The violence in the capital came as the military declared the end of its latest major sweep through central Iraq hunting for Iraqis who have carried out daily attacks on American forces.
In the seven-day Operation Sidewinder, US forces detained 282 people and confiscated hundreds of weapons and ammunition, the military said but none of the Iraq's top fugitives were apprehended.
Thirty Iraqis were killed in Sidewinder operations, and there were no coalition deaths, the military said.
Officials have blamed loyalists to ousted Iraqi leader Saddam Hussein for the often deadly ambushes and shootings over the past weeks.
In Baghdad, the two insurgents were killed on Saturday night as they charged US troops in a white pickup truck and fired a rocket-propelled grenade.
In other attacks, insurgents fired a grenade early yesterday into a small US army compound in the town of Abu Sada al-Sagra, 40 miles northeast of Baghdad, lightly injuring one soldier.
The wounded soldier, Pfc Seth Janisse, from Indian River, Michigan, suffered minor shrapnel wounds.
"We saw the muzzle flash where the RPG had come from and we returned fire, but I don't know if we got him," Janisse said. On Saturday, a gunman shot and killed a young British journalist outside Iraq's Natural History Museum.
Richard Wild, a 24-year-old freelance videographer, was standing in a crowd in the midday sun when he was killed by a single, small-calibre bullet fired into his head at close range, said Michael Burke, an independent British television TV producer in Baghdad.

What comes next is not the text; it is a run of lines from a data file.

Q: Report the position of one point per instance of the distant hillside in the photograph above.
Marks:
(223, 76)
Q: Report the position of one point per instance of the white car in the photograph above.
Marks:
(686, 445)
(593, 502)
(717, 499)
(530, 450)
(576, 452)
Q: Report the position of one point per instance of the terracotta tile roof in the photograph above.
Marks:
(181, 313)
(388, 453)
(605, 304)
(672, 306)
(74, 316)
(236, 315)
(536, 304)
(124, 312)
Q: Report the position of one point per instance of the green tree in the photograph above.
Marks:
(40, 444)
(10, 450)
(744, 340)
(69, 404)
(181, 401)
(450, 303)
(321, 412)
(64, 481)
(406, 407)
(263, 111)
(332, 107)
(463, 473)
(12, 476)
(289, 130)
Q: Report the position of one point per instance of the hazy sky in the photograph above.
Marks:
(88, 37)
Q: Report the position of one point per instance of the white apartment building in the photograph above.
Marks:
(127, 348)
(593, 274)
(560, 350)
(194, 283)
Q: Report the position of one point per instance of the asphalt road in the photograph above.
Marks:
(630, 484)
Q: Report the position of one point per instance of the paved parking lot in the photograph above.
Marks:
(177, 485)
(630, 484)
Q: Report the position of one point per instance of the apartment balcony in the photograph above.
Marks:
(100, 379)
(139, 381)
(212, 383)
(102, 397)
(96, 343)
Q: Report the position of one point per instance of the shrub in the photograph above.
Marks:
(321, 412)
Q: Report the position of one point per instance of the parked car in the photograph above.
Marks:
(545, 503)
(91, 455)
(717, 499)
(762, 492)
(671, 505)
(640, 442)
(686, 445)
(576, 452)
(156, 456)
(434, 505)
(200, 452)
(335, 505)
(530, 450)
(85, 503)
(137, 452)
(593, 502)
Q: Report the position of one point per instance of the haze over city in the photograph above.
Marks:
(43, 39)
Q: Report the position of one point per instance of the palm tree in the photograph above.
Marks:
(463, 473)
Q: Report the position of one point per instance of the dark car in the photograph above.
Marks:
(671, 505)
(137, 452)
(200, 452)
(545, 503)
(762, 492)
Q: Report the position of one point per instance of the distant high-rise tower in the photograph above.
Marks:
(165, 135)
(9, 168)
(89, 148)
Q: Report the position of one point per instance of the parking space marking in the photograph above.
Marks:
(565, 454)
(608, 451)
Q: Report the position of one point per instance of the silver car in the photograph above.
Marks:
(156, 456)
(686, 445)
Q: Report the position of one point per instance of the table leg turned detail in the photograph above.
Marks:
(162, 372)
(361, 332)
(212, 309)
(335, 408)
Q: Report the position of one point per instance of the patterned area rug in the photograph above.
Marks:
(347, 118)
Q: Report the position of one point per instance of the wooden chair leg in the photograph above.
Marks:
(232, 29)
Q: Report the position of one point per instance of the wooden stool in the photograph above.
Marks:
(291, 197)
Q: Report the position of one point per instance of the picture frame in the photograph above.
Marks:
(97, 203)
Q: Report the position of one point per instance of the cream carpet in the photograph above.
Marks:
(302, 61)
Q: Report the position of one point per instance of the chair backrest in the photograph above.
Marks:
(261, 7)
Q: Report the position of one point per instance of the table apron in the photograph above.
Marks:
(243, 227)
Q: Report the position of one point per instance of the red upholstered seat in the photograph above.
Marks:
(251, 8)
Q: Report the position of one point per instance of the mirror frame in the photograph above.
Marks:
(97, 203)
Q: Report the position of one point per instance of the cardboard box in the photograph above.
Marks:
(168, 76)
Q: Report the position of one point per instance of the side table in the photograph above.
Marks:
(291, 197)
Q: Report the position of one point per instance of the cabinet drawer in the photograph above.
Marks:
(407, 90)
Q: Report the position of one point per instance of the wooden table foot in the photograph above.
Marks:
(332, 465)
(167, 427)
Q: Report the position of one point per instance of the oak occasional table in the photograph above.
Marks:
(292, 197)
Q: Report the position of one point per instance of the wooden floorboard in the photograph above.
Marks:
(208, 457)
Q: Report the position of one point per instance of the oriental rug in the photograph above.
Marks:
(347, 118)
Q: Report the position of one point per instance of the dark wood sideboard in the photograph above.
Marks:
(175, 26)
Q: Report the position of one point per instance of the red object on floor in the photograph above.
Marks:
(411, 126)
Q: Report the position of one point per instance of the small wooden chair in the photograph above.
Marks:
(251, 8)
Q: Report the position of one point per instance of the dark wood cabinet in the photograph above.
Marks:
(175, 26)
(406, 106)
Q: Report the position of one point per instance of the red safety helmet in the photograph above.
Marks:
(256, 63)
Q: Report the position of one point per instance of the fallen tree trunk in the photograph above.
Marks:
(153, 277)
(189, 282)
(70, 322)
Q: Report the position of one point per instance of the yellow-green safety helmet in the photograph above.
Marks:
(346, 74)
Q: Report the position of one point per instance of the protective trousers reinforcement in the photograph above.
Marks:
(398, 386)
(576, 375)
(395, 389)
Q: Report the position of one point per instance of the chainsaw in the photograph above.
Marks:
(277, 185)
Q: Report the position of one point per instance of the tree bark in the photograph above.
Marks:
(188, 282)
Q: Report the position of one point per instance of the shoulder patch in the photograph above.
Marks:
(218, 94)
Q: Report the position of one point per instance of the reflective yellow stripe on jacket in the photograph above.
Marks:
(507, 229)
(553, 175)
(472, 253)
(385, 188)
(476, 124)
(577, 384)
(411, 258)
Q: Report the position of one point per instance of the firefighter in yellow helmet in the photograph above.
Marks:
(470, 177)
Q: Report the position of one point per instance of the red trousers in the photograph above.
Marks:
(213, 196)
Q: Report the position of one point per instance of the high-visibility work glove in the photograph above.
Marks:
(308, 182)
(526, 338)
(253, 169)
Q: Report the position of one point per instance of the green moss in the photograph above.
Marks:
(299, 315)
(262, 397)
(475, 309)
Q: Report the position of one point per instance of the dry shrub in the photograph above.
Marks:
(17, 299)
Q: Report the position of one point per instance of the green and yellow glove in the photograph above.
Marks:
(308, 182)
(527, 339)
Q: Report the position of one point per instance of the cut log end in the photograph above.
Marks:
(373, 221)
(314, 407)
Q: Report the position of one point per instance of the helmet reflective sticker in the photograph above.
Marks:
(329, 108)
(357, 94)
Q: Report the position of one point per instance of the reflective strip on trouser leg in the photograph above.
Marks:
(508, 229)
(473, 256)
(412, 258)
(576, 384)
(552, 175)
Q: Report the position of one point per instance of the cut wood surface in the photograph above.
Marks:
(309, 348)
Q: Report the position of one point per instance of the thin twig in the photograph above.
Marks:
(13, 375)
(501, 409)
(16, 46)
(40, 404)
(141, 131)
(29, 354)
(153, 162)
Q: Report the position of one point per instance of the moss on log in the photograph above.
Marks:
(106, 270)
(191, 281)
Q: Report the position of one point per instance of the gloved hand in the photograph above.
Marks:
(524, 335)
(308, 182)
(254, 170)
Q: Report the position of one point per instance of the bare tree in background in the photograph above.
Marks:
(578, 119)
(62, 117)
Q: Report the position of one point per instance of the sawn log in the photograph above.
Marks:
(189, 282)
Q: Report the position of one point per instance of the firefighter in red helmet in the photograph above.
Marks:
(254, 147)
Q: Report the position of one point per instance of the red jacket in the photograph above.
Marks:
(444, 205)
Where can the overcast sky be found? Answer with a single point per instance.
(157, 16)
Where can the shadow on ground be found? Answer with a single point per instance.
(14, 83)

Wild arrived in the country two weeks ago aiming to be a war correspondent, his co-workers said yesterday.
Meanwhile, British Prime Minister Tony Blair set himself on a collision course with the BBC yesterday by warning the corporation that its allegation that the dossier on Iraq's weapons had been "sexed up" was "about as serious an attack on my integrity as there could possibly be."
The prime minister's hardline stance came as BBC director general Greg Dyke prepared to meet the corporation's board of governors to crystallise the BBC case ahead of the publication of the Foreign Affairs Committee report today.
Both Downing Street and the BBC were standing firm over their interpretation of the Radio 4 Today programme story by defence correspondent Andrew Gilligan on May 29, which alleged that intelligence officials were unhappy about the September 2002 dossier.
In an interview with yesterday's Observer, the prime minister said: "the idea that I, or anyone else in my position frankly, would start altering intelligence evidence, or saying to the intelligence services I am going to insert this, is absurd.
"There couldn't be a more serious charge, that I ordered our troops into conflict on the basis of intelligence evidence that I falsified.
"I take it as about as serious an attack on my integrity there could possibly be." A BBC spokesperson said: "we have never accused the prime minister of lying."